Data Pruning at Training Time Boosts LLM Fact Memorization by 1.3X
Summary
- • Training data pruning lets a 110M-parameter model match a 1.3B-parameter model on factual recall
- • Fact accuracy degrades when training data information exceeds model capacity, especially with power-law distributions
- • Data selection method uses training loss alone — no extra labels or metadata required
- • Accepted at ICLR 2026 Workshop on Navigating and Addressing Data Problems for Foundation Models
Details
Fact accuracy falls below capacity limit when training data information exceeds model capacity
The paper formalizes this via information theory: every model has a capacity limit for fact storage, and once the aggregate information in training facts surpasses it, accuracy degrades. This provides a principled explanation for why larger training datasets don't always improve factual recall.

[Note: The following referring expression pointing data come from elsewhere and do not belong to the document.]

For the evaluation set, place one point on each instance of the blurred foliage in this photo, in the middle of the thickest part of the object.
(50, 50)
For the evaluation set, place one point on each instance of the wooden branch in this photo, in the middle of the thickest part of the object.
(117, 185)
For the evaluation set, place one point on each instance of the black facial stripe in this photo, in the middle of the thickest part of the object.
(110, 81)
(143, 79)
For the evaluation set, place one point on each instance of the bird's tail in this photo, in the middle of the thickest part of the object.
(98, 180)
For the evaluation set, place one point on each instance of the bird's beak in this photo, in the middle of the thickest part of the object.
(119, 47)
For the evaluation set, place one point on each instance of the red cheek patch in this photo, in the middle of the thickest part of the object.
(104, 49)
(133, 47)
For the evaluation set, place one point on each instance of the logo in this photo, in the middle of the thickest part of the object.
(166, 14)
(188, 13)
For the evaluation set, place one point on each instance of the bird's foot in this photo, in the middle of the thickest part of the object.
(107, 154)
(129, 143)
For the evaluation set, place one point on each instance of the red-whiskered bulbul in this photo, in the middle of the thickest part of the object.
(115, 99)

Skewed power-law fact frequency distributions exacerbate memorization failures
When some facts appear orders of magnitude more often than others — a common property of web-scraped corpora — the model over-invests capacity in high-frequency facts and under-memorizes rare but equally important ones. Flattening this distribution is a key lever in the proposed method.
Data selection uses training loss alone to prune facts and flatten frequency distribution
No external signals, knowledge graphs, or human annotations are required. The method identifies which facts are over-represented or already well-learned based on the model's loss trajectory, then prunes redundant instances. This makes it tractable for large-scale pretraining pipelines.
GPT2-Small (110M params) with pruning memorizes 1.3X more entity facts than standard training
Tested by pretraining from scratch on an annotated Wikipedia corpus. The pruned 110M model matches the factual performance of a 1.3B-parameter model trained on the full dataset — a 10X compute efficiency gain attributable entirely to data selection.
On semi-synthetic datasets, the method boosts fact accuracy to the theoretical capacity limit
High-entropy fact datasets were used to validate that the method can close the full gap between observed accuracy and the information-theoretic upper bound.
Smarter data curation can substitute for model scaling in knowledge-intensive tasks
The 10X parameter efficiency gain suggests organizations with compute constraints could achieve strong factual recall without scaling to billion-parameter models, provided they invest in principled pretraining data selection.
Method validated primarily on entity facts from Wikipedia; generalization to other knowledge types unproven
The annotated Wikipedia corpus provides clean entity-fact pairs, which is an idealized setting. Real-world pretraining data is noisier and contains many fact types beyond named-entity knowledge. Broader applicability remains an open question.
Research = core research finding, Tech Info = technical approach details, Stat = quantitative result, Insight = practical implication, Context = scope caveat or background
What This Means
This research offers a concrete, compute-efficient remedy for factual hallucination in LLMs: by framing the problem information-theoretically, the authors show that smarter data curation can substitute for model scaling. Matching a 1.3B-parameter model's factual performance with a 10X smaller model through data pruning alone changes the cost calculus for building knowledge-intensive systems. The loss-based selection signal is an elegant, pipeline-compatible mechanism that requires no costly data annotation. The main open question is whether the approach scales beyond clean entity-fact corpora to the messier knowledge types that characterize real-world pretraining datasets.